After 15 cramped hours, I arrived in Dali. It was 11pm. I'd always despised, and kind of feared, arriving late at night in an foreign city with no bookings or plans. I remember being spooked trawling the back streets of Brooklyn searching for a cheap hostel after my train terminated at Penn Station at 3 am a few years back. It was one of my most discomfiting moments in my past travels. 

Farmers near Lake Erhai. 

Farmers near Lake Erhai. 

But like any skill, this improvised style of traveling grows sharper, more refined, more comfortable with practice.  

Though in southern China having no language skills nor knowledge of my pending location, I wasn't concerned and it was a nice feeling. It's because it almost always works out - only once I've been caught without any accommodation whatsoever - again, in the US. And even that was fine - a comfortable bench in Providence’s main bus station served me well for the 6 hours before my dawn Greyhound, my slumber only interrupted by a waking-prod from a smiling police officer on night shift. So arriving in Dali late at night, I calmly solicited the first cab I saw, pointed to my translation of ‘old town’, and was soon nestled in a $6 dorm bed in one of the endless number of hostels in town. 
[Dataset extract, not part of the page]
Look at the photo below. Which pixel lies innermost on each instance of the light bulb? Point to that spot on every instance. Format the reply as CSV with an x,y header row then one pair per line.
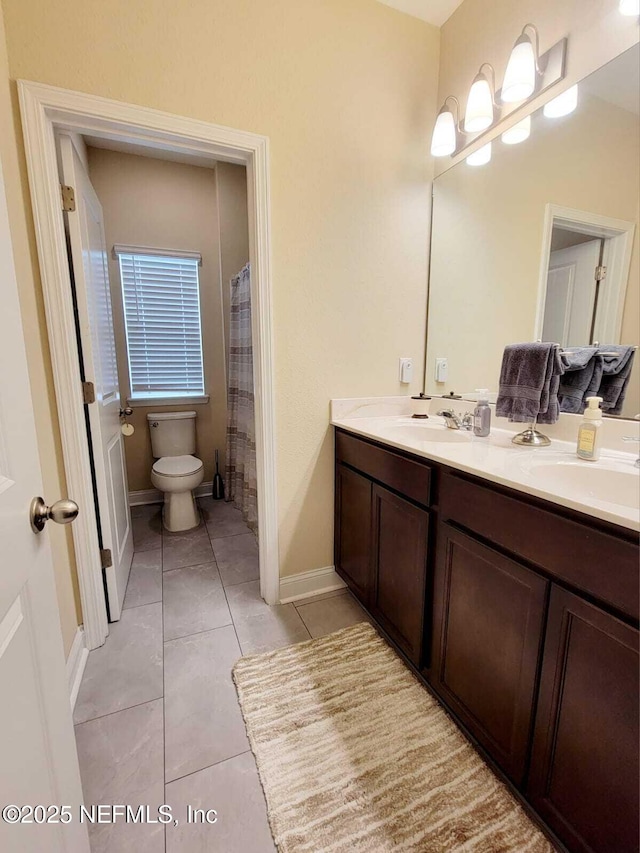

Any concerns I had rapidly evaporated the next dawn: Dali is a placid playground, a home for expats and domestic tourists alike, based around a kitsch old town that is as contrived (in most parts) as it is over patronised. 

A village lane near Lake Erhai, about 10 kilometers outside of Dali old town. 

A village lane near Lake Erhai, about 10 kilometers outside of Dali old town. 

It's expensive, too. $5 coffees are the norm. McDonald’s is conspicuously thrust into the middle of pseudo-ancient buildings. There are tourists everywhere. I mean, it's a challenge to walk around the throngs that pour through every nook of the city in a similar vein to Times Square or the Collosseum. 

My time in Dali was spent on foot, roaming the old town and walking down to the banks of Lake Erhai, the huge body of water near where Dali sits. Here, the villages retain some authentic charm. The weather was perfect and there was little to complain about. But that sense of excitement that I’d felt early the previous morning - alone and in the dark in a more distant part of China - had gone. It was too comfortable, too disheartening to make it worth really staying longer than necessary. 

 

A walk around Cangshan

Views of Canghshan: the snow has receded, but entrance to the summit paths was frustratingly prohibited. 

The next day, I walked to Cangshan, the mountain range that dominates the city. But it too disappointed. Most of the hiking paths were still closed for winter, despite the heat and the obviously melted snow that made the summits look so inviting. Though the concrete paths threw up some spectacular views, I had to compete with throngs as if I was at the Grand Canyon or Mt Rushmore.  It felt cluttered and busy. And the stares I was receiving in Jinghong were only amplified on those trails. It was becoming fatiguing. 

Cangshan, Dali. 

Cangshan, Dali. 

Cangshan, Dali. 

Cangshan, Dali. 

A rock pool in Cangshan. 

A rock pool in Cangshan. 

Headed West to the Unknown

So my only real choice in Dali was to leave. I had to find somewhere exciting, truly challenging, truly different. So I reconciled, that comfortable final night in my Dali hostel, to head west, to the Nujiang Valley - one of China's furthest frontiers, renowned for its challenging access, lack of tourism, ethnic diversity and spectacular scenery - for what turned out to be 9 of the most remarkable days traveling I'd experienced.